Any idea of the lan/wan wired throughput?

@all
I tested my WDR3600 with CC last night and it still barely managed 200Mbps for wired routed throughput, not any better than my old WR1043ND on AA is already doing. I didn't expect full line speed throughput but based on the conversation here I expected the WDR3600 to at least do noticeably better, it didn't. I haven't tried CC on the WDR4300 but since it's essentially the same network hardware as the WDR3600 I'm not expecting any better results. It stinks that I'm currently losing 800Mbps of potential bandwidth, but it's awesome that I live in a time and place where my ISP isn't the bottleneck.

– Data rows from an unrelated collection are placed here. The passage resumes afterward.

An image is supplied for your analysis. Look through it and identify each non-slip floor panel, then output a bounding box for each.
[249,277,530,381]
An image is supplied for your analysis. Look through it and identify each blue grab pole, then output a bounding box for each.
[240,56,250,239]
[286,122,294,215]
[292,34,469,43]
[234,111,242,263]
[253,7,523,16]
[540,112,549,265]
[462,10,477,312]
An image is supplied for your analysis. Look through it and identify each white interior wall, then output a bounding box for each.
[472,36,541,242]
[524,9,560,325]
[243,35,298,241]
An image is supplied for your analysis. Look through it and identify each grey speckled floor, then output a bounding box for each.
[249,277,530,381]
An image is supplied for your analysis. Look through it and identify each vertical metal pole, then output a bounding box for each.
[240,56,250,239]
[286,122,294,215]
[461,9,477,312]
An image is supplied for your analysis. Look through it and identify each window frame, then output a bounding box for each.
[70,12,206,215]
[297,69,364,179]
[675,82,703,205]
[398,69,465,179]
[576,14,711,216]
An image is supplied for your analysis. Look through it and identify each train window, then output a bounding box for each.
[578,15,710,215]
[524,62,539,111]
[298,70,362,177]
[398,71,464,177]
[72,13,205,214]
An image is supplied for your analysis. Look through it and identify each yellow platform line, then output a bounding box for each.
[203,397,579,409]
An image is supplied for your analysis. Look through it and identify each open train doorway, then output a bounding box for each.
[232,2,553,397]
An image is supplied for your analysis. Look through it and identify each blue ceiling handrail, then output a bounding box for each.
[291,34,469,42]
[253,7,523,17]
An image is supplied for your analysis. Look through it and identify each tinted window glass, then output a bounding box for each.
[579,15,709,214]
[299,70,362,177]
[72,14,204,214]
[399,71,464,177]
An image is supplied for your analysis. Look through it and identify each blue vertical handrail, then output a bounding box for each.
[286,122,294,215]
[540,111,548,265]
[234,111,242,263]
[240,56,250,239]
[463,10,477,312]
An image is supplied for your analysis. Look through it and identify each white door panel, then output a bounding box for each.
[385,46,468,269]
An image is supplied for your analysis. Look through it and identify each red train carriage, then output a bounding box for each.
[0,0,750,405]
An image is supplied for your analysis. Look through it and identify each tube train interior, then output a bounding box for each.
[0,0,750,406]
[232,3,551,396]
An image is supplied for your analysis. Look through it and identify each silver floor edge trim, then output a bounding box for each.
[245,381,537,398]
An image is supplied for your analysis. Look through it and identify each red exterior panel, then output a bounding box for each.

So my best options so far appear to be:
1. An ERL, running either stock or OpenWrt
  Can anybody testify to the ERL's routed throughput with OpenWrt?)
2. The Mitac PD12TI, running either OpenWrt or a full-blown distro.
  Same thing, any hard throughput numbers?

Thanks

With fq_codel enabled, I was only about get around 60 down with the ERL. This was with the 1.7beta2 firmware from Ubnt. Did not flash it with openwrt since it would be the same QoS code. So that's a data point for you.

Without QoS, it's easily able to handle more than that, I was able to max out my 120 down connection... but my latency was total shit without QoS, like spiking to 300-400ms from 10-15 without load... just unacceptable. I don't know how people tolerate that shit now. I never knew what it was that was causing all my connection lag during downloads. Now that I know I can fix it easily, I just can't go back to being without QoS.